Why do you have back pain and why don't you do anything about it?

It is really difficult as a personal trainer to see all sorts of people have so much back pain and then also see them do nothing about it.  Back pain is a leading cause of discomfort and usually can be fixed with some simple and consistent steps...

#1 SIT UP STRAIGHT & CHECK YOUR POSTURE

If you are at work and you sit in a desk, chances are you have a rounded back which can lead to back pain.  Get a new chair, buy a lumbar( low back) support, get your computer up in front of you at eye level with your hands parallel and not reaching up or below.  When you are in your car or if you travel a lot, the same general rules apply.  

#2.  STRETCH 2X PER DAY

Stretching is a huge plus to help your back pain.  Don't just focus on the areas that hurt, like your back, focus on areas that also could be affecting it such as tight hamstrings, hips, hip flexors, or tight thoracic area to name a few.  If you are not sure where to start, go see a physical therapist, chiropractor or personal trainer to get you on the right track.
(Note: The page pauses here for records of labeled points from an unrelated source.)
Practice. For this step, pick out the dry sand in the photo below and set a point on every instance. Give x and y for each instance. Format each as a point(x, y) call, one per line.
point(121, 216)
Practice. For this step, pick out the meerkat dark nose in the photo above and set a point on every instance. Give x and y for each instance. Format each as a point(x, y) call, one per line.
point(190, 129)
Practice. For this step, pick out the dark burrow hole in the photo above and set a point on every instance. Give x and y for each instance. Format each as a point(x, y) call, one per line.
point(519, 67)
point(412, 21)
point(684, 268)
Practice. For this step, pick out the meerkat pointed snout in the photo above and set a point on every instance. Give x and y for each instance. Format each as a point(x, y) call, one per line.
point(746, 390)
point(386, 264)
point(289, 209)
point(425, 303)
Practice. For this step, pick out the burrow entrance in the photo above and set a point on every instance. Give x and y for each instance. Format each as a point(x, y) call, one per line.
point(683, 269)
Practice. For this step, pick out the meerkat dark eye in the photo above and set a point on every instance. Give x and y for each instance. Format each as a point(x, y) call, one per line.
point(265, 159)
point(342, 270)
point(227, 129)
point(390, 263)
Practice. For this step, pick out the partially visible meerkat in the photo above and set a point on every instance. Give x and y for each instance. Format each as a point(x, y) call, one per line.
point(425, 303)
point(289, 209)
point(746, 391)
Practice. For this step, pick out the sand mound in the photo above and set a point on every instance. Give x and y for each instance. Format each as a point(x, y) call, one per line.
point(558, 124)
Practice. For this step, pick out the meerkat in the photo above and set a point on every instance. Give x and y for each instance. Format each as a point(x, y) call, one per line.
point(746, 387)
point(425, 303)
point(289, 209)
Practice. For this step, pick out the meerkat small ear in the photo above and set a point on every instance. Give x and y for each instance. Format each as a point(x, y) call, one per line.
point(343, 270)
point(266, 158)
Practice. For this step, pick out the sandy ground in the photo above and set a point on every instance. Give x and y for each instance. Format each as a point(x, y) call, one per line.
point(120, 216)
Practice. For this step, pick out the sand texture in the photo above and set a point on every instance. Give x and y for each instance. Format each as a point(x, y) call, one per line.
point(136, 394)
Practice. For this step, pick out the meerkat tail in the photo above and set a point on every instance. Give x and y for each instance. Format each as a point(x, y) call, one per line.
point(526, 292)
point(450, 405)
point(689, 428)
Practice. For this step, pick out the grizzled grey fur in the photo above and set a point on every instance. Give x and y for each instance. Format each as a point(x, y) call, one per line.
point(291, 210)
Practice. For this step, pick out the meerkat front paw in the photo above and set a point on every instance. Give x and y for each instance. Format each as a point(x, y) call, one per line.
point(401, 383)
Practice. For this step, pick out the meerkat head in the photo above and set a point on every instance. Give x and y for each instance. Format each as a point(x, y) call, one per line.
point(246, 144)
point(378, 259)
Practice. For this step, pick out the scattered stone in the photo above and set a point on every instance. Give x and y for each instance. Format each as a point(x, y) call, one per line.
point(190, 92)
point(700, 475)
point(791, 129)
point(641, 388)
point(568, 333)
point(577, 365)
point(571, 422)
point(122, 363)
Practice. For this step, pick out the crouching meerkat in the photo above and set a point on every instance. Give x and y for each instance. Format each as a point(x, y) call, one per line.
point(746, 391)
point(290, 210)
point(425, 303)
#3  EXERCISE 3-5X PER WEEK

The last thing you want to do with back pain is not move.  You should be exercising multiple times each week and loosening up your body.  However, be careful of high intensity exercise if you have back pain.  Jumping and high intensity workouts along with tough core exercise can increase back pain and have you thinking working out is not the answer.  If you are in this situation, keep working out, just work with your trainer communicating and modifying exercises for you.

#4  FOCUS ON CORE

The core is sometimes a term overused relating to the abs.  The core is indeed your abdominal areas but also related to other important areas.  You definitely want to focus on your deep abdominal muscles and pelvic floor stabilizers.  Sorry everyone, these are NOT the pretty ones you see in magazines but the ones that stabilize and support your back.  Don't worry though, we still want to hit those as well. Furthermore,  do ab exercises that don't overuse your hip flexors or quadricep muscles.   Bridges and exercises that will recruit your glute muscles are also very important to work at as well as chops and rows that will incorporate activating your thoracic and scapular region.   

#5 BE CONSISTENT & REACH OUT

In order for your back pain to go away you must be consistent.  Back pain, in my experience, can go in waves and can sometimes feel like it is corrected and then come back.  This can simply be b/c one day certain muscles are tight and affecting your low back.  Reach out to professionals about exercises to do on a daily basis and MAKE SURE YOU DO THEM.  I cannot say that enough.  If someone tells you to do things 2x per day, you should do them 2x per day...not once every other day.  I see this all the time.  Furthermore, if your back pain is not fixed and seems to keep being a hassle, don't give up.  It takes time, process of elimination by professionals and a good solid effort on your part.  In my opinion, there is no such thing as a quick fix so don't expect one.  Do things right, work hard at them and eventually you will get where you need to be.  

Hope this was helpful and please reach out anytime.  Gotta go.  I just got all tight from sitting at my desk writing this blog and need to stretch out...you should too!